In 2018, at the scene of the St. Patrick's Day fire in North Beach, Peskin was reportedly intoxicated while he verbally berated then-Deputy Fire Chief of Operations Mark Gonzalez. Peskin has denied being intoxicated at the time but has apologized for his behavior.

In June 2021, Peskin announced in a statement that he would be entering into alcohol treatment. Peskin apologized for behavior that he attributed to his alcohol problem, but also announced that he planned to remain in office while in treatment.

==Personal life==
He married in 1996 to land-use attorney Nancy Shanahan. As of 2024 (and since at least 2007, when it was headquartered in North Beach), Peskin and his wife run the non-profit Great Basin Land and Water, which is concerned with water rights and land transactions in the states of California, Nevada and Utah.

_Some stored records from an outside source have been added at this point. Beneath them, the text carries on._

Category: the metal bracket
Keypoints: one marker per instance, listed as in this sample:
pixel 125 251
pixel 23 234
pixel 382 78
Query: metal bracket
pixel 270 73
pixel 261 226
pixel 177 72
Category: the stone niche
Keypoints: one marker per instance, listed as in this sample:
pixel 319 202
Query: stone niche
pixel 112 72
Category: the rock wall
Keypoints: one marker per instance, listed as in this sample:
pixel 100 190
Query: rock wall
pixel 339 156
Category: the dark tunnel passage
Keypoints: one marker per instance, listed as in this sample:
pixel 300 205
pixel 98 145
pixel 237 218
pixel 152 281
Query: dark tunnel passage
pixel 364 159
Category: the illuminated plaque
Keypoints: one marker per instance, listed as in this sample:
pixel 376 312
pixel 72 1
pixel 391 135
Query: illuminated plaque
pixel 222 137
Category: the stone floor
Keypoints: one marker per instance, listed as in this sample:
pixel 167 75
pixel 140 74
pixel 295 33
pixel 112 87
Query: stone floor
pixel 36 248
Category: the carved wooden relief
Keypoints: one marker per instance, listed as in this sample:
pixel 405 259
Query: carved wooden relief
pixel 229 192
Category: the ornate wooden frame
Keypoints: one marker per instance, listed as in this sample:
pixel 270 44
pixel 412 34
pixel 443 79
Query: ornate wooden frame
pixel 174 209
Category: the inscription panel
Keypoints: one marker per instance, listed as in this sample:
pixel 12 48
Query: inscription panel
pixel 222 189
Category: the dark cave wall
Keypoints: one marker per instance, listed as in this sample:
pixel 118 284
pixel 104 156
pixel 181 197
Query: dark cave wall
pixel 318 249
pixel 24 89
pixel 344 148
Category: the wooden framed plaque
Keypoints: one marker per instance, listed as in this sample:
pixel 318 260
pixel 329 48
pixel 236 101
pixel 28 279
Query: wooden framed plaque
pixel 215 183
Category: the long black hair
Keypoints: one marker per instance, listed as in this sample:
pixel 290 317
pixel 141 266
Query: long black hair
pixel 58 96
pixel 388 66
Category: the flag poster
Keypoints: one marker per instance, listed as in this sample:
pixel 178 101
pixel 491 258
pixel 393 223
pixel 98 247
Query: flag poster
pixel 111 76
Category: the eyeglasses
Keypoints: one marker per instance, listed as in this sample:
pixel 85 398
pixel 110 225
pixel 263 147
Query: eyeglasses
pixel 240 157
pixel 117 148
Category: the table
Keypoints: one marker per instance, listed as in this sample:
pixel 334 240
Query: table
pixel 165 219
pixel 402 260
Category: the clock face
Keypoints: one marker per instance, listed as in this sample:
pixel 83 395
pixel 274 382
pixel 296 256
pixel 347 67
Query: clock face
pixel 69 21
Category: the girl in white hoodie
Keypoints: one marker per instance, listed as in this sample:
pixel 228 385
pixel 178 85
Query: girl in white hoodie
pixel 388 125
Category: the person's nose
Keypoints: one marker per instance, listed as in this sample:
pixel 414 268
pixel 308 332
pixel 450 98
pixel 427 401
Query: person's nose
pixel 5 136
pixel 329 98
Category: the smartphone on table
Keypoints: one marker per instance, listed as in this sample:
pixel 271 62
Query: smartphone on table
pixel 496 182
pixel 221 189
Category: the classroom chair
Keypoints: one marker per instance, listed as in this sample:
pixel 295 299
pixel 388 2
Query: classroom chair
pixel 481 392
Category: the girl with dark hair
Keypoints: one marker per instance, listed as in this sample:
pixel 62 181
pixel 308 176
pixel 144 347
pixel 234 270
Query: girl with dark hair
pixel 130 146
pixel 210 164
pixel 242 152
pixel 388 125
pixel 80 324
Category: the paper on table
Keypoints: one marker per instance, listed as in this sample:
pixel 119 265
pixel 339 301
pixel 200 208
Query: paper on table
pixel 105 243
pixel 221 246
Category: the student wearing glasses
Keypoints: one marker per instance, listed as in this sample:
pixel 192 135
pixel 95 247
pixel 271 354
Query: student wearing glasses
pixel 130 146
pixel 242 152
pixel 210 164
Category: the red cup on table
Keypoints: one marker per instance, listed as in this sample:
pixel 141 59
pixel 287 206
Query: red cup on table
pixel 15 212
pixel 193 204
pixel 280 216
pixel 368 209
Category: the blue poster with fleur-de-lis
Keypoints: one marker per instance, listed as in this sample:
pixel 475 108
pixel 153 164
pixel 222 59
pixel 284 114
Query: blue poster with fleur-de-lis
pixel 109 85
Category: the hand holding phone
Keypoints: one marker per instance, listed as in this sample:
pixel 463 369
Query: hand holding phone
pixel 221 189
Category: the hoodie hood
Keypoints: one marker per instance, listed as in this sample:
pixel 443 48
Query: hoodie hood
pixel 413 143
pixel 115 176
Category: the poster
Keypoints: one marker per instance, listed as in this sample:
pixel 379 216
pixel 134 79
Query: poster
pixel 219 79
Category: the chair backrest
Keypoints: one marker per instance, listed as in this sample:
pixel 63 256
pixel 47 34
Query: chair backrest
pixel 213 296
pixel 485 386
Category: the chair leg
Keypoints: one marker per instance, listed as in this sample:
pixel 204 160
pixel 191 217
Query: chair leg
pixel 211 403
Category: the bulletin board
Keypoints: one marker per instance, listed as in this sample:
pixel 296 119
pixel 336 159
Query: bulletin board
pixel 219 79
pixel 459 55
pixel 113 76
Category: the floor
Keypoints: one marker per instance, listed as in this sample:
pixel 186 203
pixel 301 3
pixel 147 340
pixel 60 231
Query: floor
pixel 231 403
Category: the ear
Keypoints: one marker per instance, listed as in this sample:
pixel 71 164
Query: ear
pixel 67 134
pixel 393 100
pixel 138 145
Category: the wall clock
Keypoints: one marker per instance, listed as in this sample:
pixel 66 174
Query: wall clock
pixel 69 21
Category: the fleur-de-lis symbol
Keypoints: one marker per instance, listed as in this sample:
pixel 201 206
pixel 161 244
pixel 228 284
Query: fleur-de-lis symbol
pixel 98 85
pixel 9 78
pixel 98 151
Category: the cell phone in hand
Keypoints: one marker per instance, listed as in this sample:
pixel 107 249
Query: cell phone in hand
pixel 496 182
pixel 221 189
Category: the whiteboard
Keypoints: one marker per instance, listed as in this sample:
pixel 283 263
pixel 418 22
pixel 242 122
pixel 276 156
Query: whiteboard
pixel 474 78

He is a member of the South End Rowing Club and an avid outdoorsman, having hiked the John Muir Trail in 2006 and 2007.

=== Real estate portfolio ===
Peskin owns a 1,495 sqft duplex in Telegraph Hill that he purchased for $800,000 in 2002 and had a market value of $1,750,000 in 2022. He and his wife own three additional houses in Telegraph Hill, which they rent out. The combined market value of his real estate properties was nearly $7,000,000 in 2022. According to Peskin's Statement of Economic Interests, these properties and his personal investments make him the wealthiest supervisor in San Francisco.